I have a templated class I use to create and manipulate a jagged array. I can create the jagged array; add elements; remove them; modify them; print the jagged array, etc. It seems to work at least as far my testing so far, until I try to pass a previously created jagged array to it to create another. My class currently takes what is passed, and creates what appears to be a clone, but it ends up being an alias for the same memory space. So, when I go to make a change in what I think is the clone, I end up making the change in 'both' of them.

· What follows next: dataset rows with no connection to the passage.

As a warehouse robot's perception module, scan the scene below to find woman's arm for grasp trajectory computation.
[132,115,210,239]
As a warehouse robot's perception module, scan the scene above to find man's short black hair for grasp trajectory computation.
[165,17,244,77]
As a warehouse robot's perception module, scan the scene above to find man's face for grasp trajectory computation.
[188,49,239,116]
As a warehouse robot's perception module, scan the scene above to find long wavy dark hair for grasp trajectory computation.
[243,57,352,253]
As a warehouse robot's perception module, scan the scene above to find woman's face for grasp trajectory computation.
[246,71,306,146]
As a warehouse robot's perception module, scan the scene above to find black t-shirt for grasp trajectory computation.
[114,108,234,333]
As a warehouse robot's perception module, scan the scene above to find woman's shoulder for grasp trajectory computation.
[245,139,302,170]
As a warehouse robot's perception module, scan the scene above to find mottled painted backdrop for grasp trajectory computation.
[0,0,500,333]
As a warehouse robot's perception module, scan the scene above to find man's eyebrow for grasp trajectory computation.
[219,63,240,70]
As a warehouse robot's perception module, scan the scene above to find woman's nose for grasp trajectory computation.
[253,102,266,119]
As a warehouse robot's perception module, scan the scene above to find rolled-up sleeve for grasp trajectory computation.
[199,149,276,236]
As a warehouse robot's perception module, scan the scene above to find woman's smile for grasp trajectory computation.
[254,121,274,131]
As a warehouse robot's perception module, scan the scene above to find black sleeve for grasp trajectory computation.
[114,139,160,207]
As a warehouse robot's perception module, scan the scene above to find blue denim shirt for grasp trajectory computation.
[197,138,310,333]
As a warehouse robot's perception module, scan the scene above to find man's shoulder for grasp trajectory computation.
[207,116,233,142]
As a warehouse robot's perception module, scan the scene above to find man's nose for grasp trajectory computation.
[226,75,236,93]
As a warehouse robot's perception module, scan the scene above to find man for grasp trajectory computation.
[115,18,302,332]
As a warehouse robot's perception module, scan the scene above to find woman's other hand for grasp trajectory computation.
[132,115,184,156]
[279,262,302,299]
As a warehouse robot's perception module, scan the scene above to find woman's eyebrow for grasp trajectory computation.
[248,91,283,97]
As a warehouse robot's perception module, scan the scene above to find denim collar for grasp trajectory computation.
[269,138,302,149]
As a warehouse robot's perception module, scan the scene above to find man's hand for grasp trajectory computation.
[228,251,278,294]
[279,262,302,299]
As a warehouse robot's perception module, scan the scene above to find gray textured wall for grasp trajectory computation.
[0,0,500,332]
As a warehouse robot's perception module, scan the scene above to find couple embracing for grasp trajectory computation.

I'm kind of lost and was wondering if anyone might be able to give me some pointers?
Asked
Active
Viewed 57 times
-5
-
Welcome to SO! Without code nobody can guess the fix. Please, add a [minimal reproducible example](https://stackoverflow.com/help/minimal-reproducible-example) – Ripi2 Sep 27 '19 at 01:10
-
1By replacing it with a [`std::vector`](https://en.cppreference.com/w/cpp/container/vector) would be my suggestion. `std::vector` is [Rule of Five](https://en.cppreference.com/w/cpp/language/rule_of_three) observant, so it will handle all of the monkey-work for you. – user4581301 Sep 27 '19 at 01:32
-
By the way, you've accidentally discovered the Rule of Five's somewhat simpler brother, the Rule of Three. [Here is an answer to a similar question that you should be able to derive inspiration from](https://stackoverflow.com/a/32360389/4581301) – user4581301 Sep 27 '19 at 01:37
1 Answers
0
It's hard to tell exactly what your problem is without a code example, but it sounds like your array contains pointers. For example:
std::vector<int*> original;
original.push_back(new int[]{1}); // note: for demo only (`new` without `delete` is bad)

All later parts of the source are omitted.